Howler monkeys that roar the loudest have the lowest sperm count and smaller testicles.
New research shows that the males making the most noise are trying to make up for smaller testicles and lower sperm count, at least in howler monkeys, according to an article on themarketbusiness.com.
The report on the study published in Current Biology, says researchers found that there was a connection between the size of a species’ hyoid and the “formant spacing” of its mating calls. The hyoid is a u-shaped bone that supports the tongue and larynx. Formant spacing is a measure of the deepness and resonance of the callings made by the species. So, having a large hyoid generally means the louder the call.
Ironically, in the howler monkeys research, there is also an inverse liner correlation between the size of the hyoid and the testes, with the smallest testicles being able to produce the deepest calls.
Apparently in the howler monkey universe, you can use the body’s energy to produce a lot of noise, or a lot of sperm, but not both.

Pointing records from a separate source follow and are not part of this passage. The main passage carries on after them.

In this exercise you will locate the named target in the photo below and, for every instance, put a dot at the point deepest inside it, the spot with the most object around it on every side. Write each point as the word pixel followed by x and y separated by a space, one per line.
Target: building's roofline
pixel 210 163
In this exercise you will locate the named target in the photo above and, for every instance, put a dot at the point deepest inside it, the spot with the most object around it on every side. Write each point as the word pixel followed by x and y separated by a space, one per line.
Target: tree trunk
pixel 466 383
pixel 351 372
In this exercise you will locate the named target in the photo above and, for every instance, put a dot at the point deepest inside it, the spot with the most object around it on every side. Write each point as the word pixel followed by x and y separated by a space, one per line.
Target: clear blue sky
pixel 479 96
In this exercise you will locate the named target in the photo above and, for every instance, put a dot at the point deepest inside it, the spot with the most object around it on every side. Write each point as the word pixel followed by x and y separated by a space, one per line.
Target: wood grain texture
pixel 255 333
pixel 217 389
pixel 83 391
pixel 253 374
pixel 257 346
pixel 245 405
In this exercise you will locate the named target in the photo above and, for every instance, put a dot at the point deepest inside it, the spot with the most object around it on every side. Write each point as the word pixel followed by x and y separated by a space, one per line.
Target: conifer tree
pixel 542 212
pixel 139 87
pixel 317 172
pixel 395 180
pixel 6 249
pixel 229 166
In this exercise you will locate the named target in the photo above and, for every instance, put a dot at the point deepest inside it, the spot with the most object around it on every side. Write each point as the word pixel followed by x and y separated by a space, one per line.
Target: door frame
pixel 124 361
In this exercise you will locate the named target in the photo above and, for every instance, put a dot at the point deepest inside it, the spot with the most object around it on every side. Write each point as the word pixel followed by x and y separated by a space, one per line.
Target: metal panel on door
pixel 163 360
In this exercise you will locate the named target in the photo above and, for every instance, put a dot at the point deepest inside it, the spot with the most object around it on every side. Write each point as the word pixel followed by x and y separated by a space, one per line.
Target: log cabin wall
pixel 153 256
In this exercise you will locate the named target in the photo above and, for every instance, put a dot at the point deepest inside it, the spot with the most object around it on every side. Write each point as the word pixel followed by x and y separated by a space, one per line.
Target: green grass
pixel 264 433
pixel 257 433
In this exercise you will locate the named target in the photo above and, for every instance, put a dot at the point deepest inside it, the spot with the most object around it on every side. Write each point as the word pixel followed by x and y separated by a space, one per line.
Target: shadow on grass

Howler monkeys, native to Central and South America, produce among the loudest roars of any animals and can be heard for miles. They have been observed making the loud roars for as much as 40 minutes, possibly to keep other males away from potential mates.
A team of researchers led by Jacob Dunn, an evolutionary biologist at the University of Cambridge in the United Kingdom, found that the measurements of the hyoid and testes also related to the size of the monkey’s social group. The group with smaller testicles had more males in the group than the ones with the larger testes.
The team believes that the males in the groups with smaller testes spend more time and energy fending off other male suitors from other groups, while those males in larger groups invest their energy in producing more sperm to increase their chances of successfully mating.
Dunn says, “You can’t invest in everything at once. Perhaps surprisingly, given sperm’s reputation as an abundant resource, there is strong evidence that sperm production is actually quite costly.” He adds that howling for as much as 40 minutes is a very strenuous activity as well.
Dawn Kitchen, a physical anthropologist at Ohio State University, Columbus, who was not involved with the work said that instead of using their roars to compete within their own social group, small group males expend their energy to discourage males from outside the group, while the males in larger groups invest their energy in sperm production to mate with local females.